We gave an overview of semantic and instance segmentation in our article based on SOLO and SOLOv2 frameworks (weblink). We have also explained about panoptic segmentation with a Python code implementation in our previous article (weblink). This article gives a brief overview of each of these methods and compares them from certain perspectives.

Firstly, let us understand what semantic, instance and panoptic segmentation mean using a lucid example.

Suppose, you have an input image of a street view consisting of several people, cars, buildings etc. If you only want to group objects belonging to the same category, say distinguish all cars from all buildings, it is the task of semantic segmentation. Within each category say, people, if you want to distinguish each individual person, that will be the task of instance segmentation. Whereas if you want both category-wise as well as instance-wise division, it will be a panoptic segmentation task. 

Have a look at the following figure to visualize the above example and have clarity in your mind about the three ways of image segmentation.

There are two basic conventions followed in an image segmentation task which are as follows:

  1. Any countable entity such as a person, bird, flower, car etc. is termed as a thing
  2. An uncountable amorphous region of identical texture such as the sky is termed as stuff.

Study of things comes under instance segmentation since they can be assigned instance-level annotations while that of stuff comes under semantic segmentation. Panoptic segmentation handles both thing classes as well as stuff.

The basic difference between the three segmentation techniques

Semantic segmentation associates every pixel of an image with a class label such as a person, flower, car and so on. It treats multiple objects of the same class as a single entity. In contrast, instance segmentation treats multiple objects of the same class as distinct individual instances. 

To combine the concepts of both semantic and instance segmentation, panoptic segmentation assigns two labels to each of the pixels of an image – (i)semantic label (ii) instance id. The identically labelled pixels are considered belonging to the same semantic class and instance their id’s distinguish its instances. 

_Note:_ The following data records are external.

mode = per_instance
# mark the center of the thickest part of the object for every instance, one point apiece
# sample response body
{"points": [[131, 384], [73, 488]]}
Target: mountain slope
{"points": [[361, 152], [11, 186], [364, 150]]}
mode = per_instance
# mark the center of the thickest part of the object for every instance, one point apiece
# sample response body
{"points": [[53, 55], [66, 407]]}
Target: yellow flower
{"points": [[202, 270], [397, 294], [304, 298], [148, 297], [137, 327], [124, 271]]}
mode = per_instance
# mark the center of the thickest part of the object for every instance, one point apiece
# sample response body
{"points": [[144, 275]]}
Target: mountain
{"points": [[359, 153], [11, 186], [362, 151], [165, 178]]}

Semantic segmentation and panoptic segmentation

Both semantic and panoptic segmentation tasks require each pixel in an image to be assigned a semantic label. Thus both the techniques are similar if the ground truth does not specify instances or if all the classes are stuff. However, the inclusion of thing classes (each of which may have multiple instances per image) differentiates these tasks.

Instance segmentation and panoptic segmentation

Instance segmentation and panoptic segmentation both segment each object instance in an image. However, the difference lies in the handling of overlapping segments. Instance segmentation permits overlapping segments while the panoptic segmentation task allows assigning a unique semantic label and a unique instance-id each pixel of the image. Hence, for panoptic segmentation, no segment overlaps are possible.

Confidence scores

Unlike instance segmentation, semantic segmentation and panoptic segmentation do not require confidence scores associated with each segment. This makes the study of human consistency easier for these methods. But for instance segmentation, such a study is difficult as human annotators do not provide confidence scores explicitly.

Evaluation metrics

For semantic segmentation, IoU, pixel-level accuracy and mean accuracy are commonly used metrics. These metrics ignore object-level labels while considering only those at pixel-level.

Since instance labels are not taken into consideration, these metrics cannot evaluate thing classes.

For instance segmentation, AP (Average Precision) is taken as the standard metric. It requires assignment of confidence score to each segment for estimation of a precision/recall curve. Confidence scores and hence AP cannot measure the output of semantic segmentation.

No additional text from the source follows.